Alex Wood extended his scoreless streak to 25.1 innings and the Los Angeles Dodgers pounced on Jake Arrieta to defeat the Chicago Cubs, 4-0, in the series opener at Dodger Stadium. Yasmani Grandal hit his 10th double during the month of May.
But it was Chase Utley who opened the scoring on the night, leading off the third inning with a home run. The homer was Utley’s second in as many games, marking the first time he’s accomplished as much since Sept. 27-28, 2016, at San Diego.
Grandal followed a Corey Seager leadoff walk in the fourth inning with a run-scoring, screaming double off the wall in left-center field to extend the Dodgers’ lead to 2-0.
Wood came out of the gate strong, striking out three of the first four batters and facing two over the minimum through two innings. He struck out Addison Russell to end the second inning, after allowing a two-out singles to Jason Heyward and Javier Baez.
A Kris Bryant walk with two outs in the third was erased on a pickoff to end the inning. The Cubs managed one baserunner in each the fourth and fifth innings, via walk and hit by pitch, though failed to capitalize.
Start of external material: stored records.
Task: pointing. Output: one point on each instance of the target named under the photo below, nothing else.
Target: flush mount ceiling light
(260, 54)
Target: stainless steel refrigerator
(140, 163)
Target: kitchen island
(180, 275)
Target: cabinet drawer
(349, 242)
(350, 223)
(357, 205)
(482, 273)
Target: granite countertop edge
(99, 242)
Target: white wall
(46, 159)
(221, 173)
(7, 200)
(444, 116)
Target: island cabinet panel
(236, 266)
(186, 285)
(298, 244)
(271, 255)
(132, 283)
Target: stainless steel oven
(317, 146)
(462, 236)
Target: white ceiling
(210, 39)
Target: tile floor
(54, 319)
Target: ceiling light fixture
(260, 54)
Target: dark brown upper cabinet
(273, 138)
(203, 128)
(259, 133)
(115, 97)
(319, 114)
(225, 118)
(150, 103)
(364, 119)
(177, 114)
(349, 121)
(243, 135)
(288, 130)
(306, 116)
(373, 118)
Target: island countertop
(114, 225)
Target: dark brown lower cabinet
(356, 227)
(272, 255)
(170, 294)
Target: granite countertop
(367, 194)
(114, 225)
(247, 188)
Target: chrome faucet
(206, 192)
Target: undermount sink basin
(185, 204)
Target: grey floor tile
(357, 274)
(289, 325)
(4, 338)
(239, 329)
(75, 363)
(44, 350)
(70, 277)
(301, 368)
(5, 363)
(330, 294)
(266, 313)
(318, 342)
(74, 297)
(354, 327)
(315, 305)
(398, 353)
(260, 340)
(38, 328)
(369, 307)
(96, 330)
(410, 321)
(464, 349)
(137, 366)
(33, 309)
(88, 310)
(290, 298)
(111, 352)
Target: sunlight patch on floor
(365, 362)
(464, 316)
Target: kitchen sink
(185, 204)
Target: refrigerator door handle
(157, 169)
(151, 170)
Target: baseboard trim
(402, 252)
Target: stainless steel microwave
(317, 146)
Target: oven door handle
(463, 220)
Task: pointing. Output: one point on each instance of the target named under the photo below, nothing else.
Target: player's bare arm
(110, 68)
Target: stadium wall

Wood’s night came to an end at 91 pitches and five shutout innings. He allowed two hits, issued two walks and collected eight strikeouts. Pedro Baez provided two scoreless innings out of the bullpen.
That was in spite of Utley’s mental mistake that left a runner on third with one out instead of a groundball result in an inning-ending double play. Arrieta nearly worked around a Seager base hit in the sixth inning, only to surrender a two-run home run to Adrian Gonzalez on a 3-1 pitch.
The home run was Gonzalez’s first this season. It reinforced his claim that improved health upon returning from the disabled list would lend to production at the plate after a slow start to the season.
Chris Hatcher set the Cubs down in order in the eighth, aided by a Cody Bellinger sliding catch in left field to rob Jon Jay of a potential extra-base hit. Hatcher remained in the game in the ninth and finished out the Dodgers’ win by retiring Bryant, Anthony Rizzo and Ian Happ.